Ступеньки были испачканы грязью, скользкие. У меня с гуннской эпохи выработалось неприязнь к карабканью по лестницам, тем более, по таким вот. И за мной никто не лез, так что лететь придется до земли. Пару раз чуть не сорвался, в последний момент чудом схватившись за перекладину ниже. Заостренные, мокрые верхушки бревен частокола показались мне чуть ли не самым желанным местом на всем свете. На деревянном сторожевом ходе, изрядно затоптанном и скользком, лежали убитые мной защитники поселения. Я повыдергивал стрелы из убитых. Спешить было некуда. Люнденвик можно считать захваченным, а добычу все равно поделим поровну между драккарами, отдав десятую часть от всего Рерику Священнику и треть выделенного на наш драккар – Хасколду.

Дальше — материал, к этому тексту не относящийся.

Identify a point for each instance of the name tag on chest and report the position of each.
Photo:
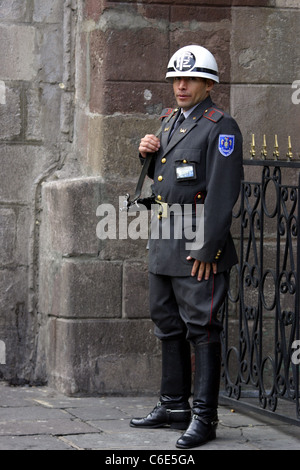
(186, 171)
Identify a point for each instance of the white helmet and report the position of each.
(193, 61)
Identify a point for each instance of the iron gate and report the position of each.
(261, 347)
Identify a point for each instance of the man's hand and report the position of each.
(149, 144)
(200, 268)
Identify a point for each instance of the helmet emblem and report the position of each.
(185, 62)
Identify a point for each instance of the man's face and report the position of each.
(190, 91)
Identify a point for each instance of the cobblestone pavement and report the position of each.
(39, 418)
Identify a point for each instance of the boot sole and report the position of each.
(179, 426)
(191, 446)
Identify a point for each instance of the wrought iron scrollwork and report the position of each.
(257, 358)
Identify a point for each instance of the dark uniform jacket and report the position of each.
(209, 142)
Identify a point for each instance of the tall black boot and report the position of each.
(204, 421)
(173, 409)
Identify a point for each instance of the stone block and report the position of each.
(135, 290)
(99, 357)
(48, 12)
(22, 167)
(87, 289)
(49, 39)
(145, 98)
(260, 56)
(13, 11)
(7, 235)
(268, 104)
(70, 215)
(43, 104)
(10, 113)
(17, 54)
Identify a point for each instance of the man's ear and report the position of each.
(209, 84)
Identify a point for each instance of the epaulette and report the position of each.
(213, 114)
(166, 112)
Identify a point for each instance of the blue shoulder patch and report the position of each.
(226, 144)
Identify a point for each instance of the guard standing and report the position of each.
(197, 161)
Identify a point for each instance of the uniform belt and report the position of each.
(164, 209)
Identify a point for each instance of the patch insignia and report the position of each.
(226, 144)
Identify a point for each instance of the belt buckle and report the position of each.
(163, 209)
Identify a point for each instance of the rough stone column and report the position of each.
(100, 338)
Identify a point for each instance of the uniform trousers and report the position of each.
(185, 307)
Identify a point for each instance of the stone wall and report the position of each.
(74, 104)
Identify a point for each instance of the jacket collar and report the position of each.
(186, 127)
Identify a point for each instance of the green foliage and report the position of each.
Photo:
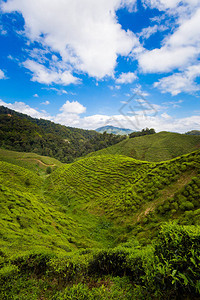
(20, 132)
(154, 147)
(91, 229)
(48, 170)
(146, 131)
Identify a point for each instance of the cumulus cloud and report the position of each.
(179, 49)
(180, 82)
(86, 34)
(48, 76)
(148, 31)
(45, 103)
(71, 111)
(126, 78)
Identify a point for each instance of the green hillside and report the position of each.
(20, 132)
(156, 147)
(96, 229)
(31, 161)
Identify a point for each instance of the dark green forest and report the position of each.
(106, 226)
(20, 132)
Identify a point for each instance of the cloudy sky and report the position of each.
(89, 63)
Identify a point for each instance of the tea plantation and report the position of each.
(104, 227)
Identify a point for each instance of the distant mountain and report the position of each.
(20, 132)
(114, 130)
(193, 132)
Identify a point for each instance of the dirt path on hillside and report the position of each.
(37, 160)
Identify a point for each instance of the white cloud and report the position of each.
(2, 30)
(48, 76)
(180, 82)
(165, 116)
(148, 31)
(169, 4)
(126, 78)
(58, 91)
(73, 107)
(2, 75)
(86, 34)
(138, 90)
(115, 87)
(174, 104)
(45, 103)
(70, 116)
(179, 50)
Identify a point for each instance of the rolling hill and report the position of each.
(31, 161)
(114, 130)
(156, 147)
(23, 133)
(96, 229)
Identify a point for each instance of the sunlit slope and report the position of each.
(119, 186)
(31, 161)
(156, 147)
(30, 221)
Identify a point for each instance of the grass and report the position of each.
(62, 233)
(156, 147)
(31, 161)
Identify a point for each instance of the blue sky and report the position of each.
(87, 63)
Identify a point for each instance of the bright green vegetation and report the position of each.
(155, 147)
(29, 161)
(20, 132)
(114, 130)
(193, 132)
(104, 227)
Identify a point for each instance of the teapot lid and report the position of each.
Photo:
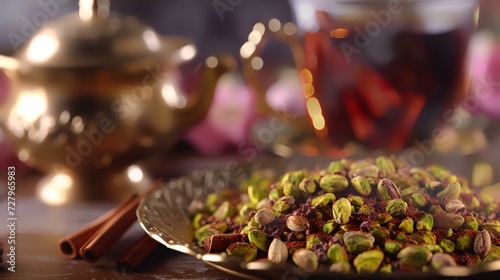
(94, 37)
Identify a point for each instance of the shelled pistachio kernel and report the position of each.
(392, 247)
(397, 208)
(306, 260)
(336, 253)
(368, 261)
(258, 239)
(323, 199)
(333, 183)
(297, 223)
(418, 199)
(277, 253)
(341, 211)
(493, 227)
(358, 241)
(307, 186)
(385, 165)
(264, 216)
(387, 190)
(340, 267)
(414, 256)
(361, 185)
(312, 241)
(464, 242)
(452, 191)
(247, 251)
(284, 203)
(482, 243)
(335, 167)
(440, 260)
(426, 222)
(447, 245)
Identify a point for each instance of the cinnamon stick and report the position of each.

Один воин с пробитыми насквозь железным шлемом и головой в нем все еще был жив. Серые глаза с недоумением смотрели на меня из-под нижней кромки шлема, насунутого по самые густые темно-русые брови, будто никак не могли осознать, что произошло, кто перед ними. Увидев кинжал, который я достал, чтобы нанести по шее удар милосердия, глаза закрылись. Ресницы были светлее бровей и какие-то девичьи – необычно длинные, словно наращенные, и изогнутые на концах. Они затрепетали, как крылья бабочки, когда сталь рассекла кожу и сонную артерию и немного распахнулись, как делают дети, когда им сказали не подглядывать, но очень хочется. Когда я выдернул стрелу, голова качнулась, ресницы разошлись, открыв белки закатившихся глаз.
6
Этот монастырь нам сдал его монах, тщедушный мужичонка лет сорока, за каким-то чертом припершийся в Люнденвик перед нашим нападением и не сбежавший, узнав о приближающейся опасности. Может быть, понадеялся, что не тронут. Мошенники здесь непуганые, привыкшие, что местные бандиты не только не обижают их, но даже делятся награбленным. Викингам, что язычникам, что христианам, на рясу плевать. Они собирались грохнуть и этого монаха, как сделали со всеми мужчинами поселения за исключением командира гарнизона и мэра в одном лице. Я посоветовал сохранить монаху жизнь, если проведет к своему монастырю.